Suppose v_1,\ldots,v_n are all vectors in \mathbb{R}^m. Then

\text{Span} \{ v_1,\ldots,v_n \} = \{ \text{All linear combinations of } v_i \}

Claim

The \text{Span}\{v_1,\ldots,v_n\} is a subspace of \mathbb{R}^m

Claim

The \text{ColSp}(A) = \text{Span}\{\text{Columns of }A\}

Definition

A set \{v_1,\ldots,v_n\} in \mathbb{R}^m is linearly dependent if for some k, v_k \in \text{Span}\{v_1,\ldots,v_{k-1}\}. Otherwise we say the set is linearly independent

Suppose we have a matrix A with a rank of 1. This means that our \text{ColSp}(A) is 1 dimensional.

Definition

The \text{RowSp}(A) = \text{Span}\{\text{Transposes of Rows}\} = \text{ColSp}(A^T)

If the \text{ColSp}(A) is one dimensional, than so is \text{RowSp}(A). This is because

A = vc^T = expand this later

Matrix multiplication

Suppose we have two matricies A_{(m\times n)} and Z_{(l\times m)}. Recall the function definition of a matrix. Then

Z \circ A \colon \mathbb{R}^n \to \mathbb{R}^l

Claim

Z \circ A is linear

Proof

(Z \circ A)(v_1 + v_2) = Later

So Z \circ A is some (l \times n) matrix, which can be computed as follows.

\begin{align*} Z \circ A \begin{pmatrix} x_1\\ \vdots\\ x_n \end{pmatrix} &= Z\left(A \begin{pmatrix} x_1\\ \vdots\\ x_n \end{pmatrix}\right)\\ &= Z\left( x_1 \text{Col}_1 A + \cdots + x_n \text{Col}_n A \right)\\ &= \begin{pmatrix} Z\text{Col}_1 A & \cdots & Z \text{Col}_n A \end{pmatrix} \end{align*}

Thus we have a fomula to compose two matrices. Matrix multiplication is associative because it’s function composition. There are three ways that we multiply matrices, each giving the same result.

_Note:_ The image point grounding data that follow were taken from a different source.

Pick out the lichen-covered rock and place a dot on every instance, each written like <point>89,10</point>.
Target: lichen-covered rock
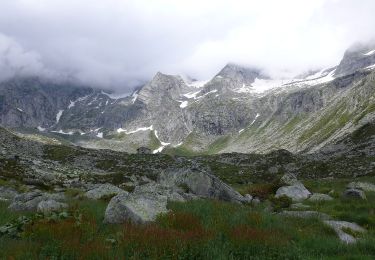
<point>296,192</point>
<point>135,207</point>
<point>306,214</point>
<point>365,186</point>
<point>26,201</point>
<point>47,206</point>
<point>339,227</point>
<point>29,201</point>
<point>200,183</point>
<point>289,179</point>
<point>103,191</point>
<point>7,193</point>
<point>320,197</point>
<point>354,194</point>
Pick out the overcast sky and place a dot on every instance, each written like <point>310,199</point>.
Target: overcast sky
<point>118,44</point>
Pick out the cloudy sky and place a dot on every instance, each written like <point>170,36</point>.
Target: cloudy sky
<point>117,44</point>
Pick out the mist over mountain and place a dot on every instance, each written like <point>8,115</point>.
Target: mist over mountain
<point>122,44</point>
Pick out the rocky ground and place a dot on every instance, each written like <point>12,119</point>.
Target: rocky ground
<point>61,201</point>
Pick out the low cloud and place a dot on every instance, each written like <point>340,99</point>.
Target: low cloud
<point>121,44</point>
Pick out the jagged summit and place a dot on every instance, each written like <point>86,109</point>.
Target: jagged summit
<point>359,56</point>
<point>243,74</point>
<point>238,110</point>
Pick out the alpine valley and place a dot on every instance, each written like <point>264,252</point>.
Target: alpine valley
<point>239,110</point>
<point>242,166</point>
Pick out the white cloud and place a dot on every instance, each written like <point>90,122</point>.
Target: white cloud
<point>118,44</point>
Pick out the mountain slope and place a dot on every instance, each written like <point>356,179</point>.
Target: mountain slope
<point>239,110</point>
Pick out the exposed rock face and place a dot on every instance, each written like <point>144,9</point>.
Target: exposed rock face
<point>135,207</point>
<point>47,206</point>
<point>365,186</point>
<point>32,102</point>
<point>30,201</point>
<point>354,194</point>
<point>201,184</point>
<point>296,192</point>
<point>338,226</point>
<point>306,214</point>
<point>7,193</point>
<point>103,191</point>
<point>289,179</point>
<point>357,57</point>
<point>149,200</point>
<point>26,201</point>
<point>224,115</point>
<point>320,197</point>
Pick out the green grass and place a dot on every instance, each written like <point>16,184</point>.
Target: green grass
<point>200,229</point>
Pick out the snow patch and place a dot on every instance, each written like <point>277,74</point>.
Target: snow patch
<point>370,67</point>
<point>159,150</point>
<point>58,115</point>
<point>209,92</point>
<point>369,53</point>
<point>121,130</point>
<point>63,133</point>
<point>183,104</point>
<point>192,94</point>
<point>177,145</point>
<point>197,83</point>
<point>243,89</point>
<point>163,144</point>
<point>72,104</point>
<point>261,85</point>
<point>115,95</point>
<point>257,115</point>
<point>135,96</point>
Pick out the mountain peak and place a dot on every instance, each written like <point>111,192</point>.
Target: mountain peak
<point>246,75</point>
<point>357,57</point>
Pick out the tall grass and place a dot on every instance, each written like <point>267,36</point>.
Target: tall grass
<point>198,229</point>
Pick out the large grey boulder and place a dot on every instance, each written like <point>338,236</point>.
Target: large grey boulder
<point>289,179</point>
<point>135,207</point>
<point>320,197</point>
<point>296,192</point>
<point>47,206</point>
<point>7,193</point>
<point>339,227</point>
<point>26,201</point>
<point>354,194</point>
<point>305,214</point>
<point>365,186</point>
<point>29,201</point>
<point>103,191</point>
<point>200,183</point>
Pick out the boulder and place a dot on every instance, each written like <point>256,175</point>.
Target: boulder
<point>135,207</point>
<point>299,205</point>
<point>365,186</point>
<point>29,201</point>
<point>296,192</point>
<point>289,179</point>
<point>47,206</point>
<point>200,183</point>
<point>7,193</point>
<point>338,226</point>
<point>354,194</point>
<point>103,191</point>
<point>248,198</point>
<point>320,197</point>
<point>305,214</point>
<point>26,201</point>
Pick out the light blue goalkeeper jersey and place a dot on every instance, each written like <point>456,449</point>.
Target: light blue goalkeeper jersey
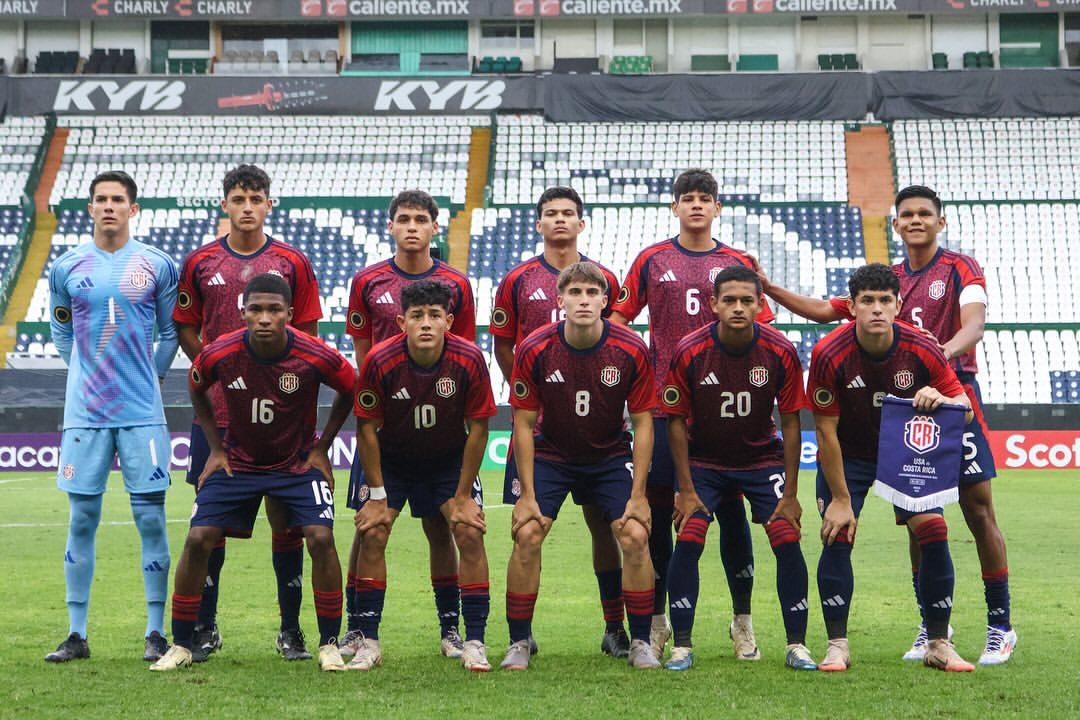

\text{Column view:} \quad ZA = (Z\text{Col}_1 A \cdots Z \text{Col}_n A)\\ \text{Row-Column view:} \quad (ZA)_{ij} = (\text{Row}_{i}Z) \cdot (\text{Col}_j A)\\ \text{Row view:} \quad ZA = \text{Row}_1(Z)A\\ \text{Column-Row view:} \quad (ZA)_{ij} = (\text{Col}_1 Z)(\text{Row}_1 A) + \cdots + (\text{Col}_m Z)(\text{Row}_m A)

Row-column decomposition

Let A = CR. Construct C as follows.

\begin{align*} \text{Col}_1 C &= \text{First non-$0$ column of $A$}\\ \text{Col}_2 C &= \text{First column of $A$ not parallel to } \text{Col}_1 A\\ &\vdots\\ \text{Col}_r C &= \text{First column of $A$ not in Span}\{\text{Col}_1C, \cdots, \text{Col}_{r-1} C\}\\ \end{align*}

Thus C is an (m \times r) matrix, whose column space is identitcal to that of A.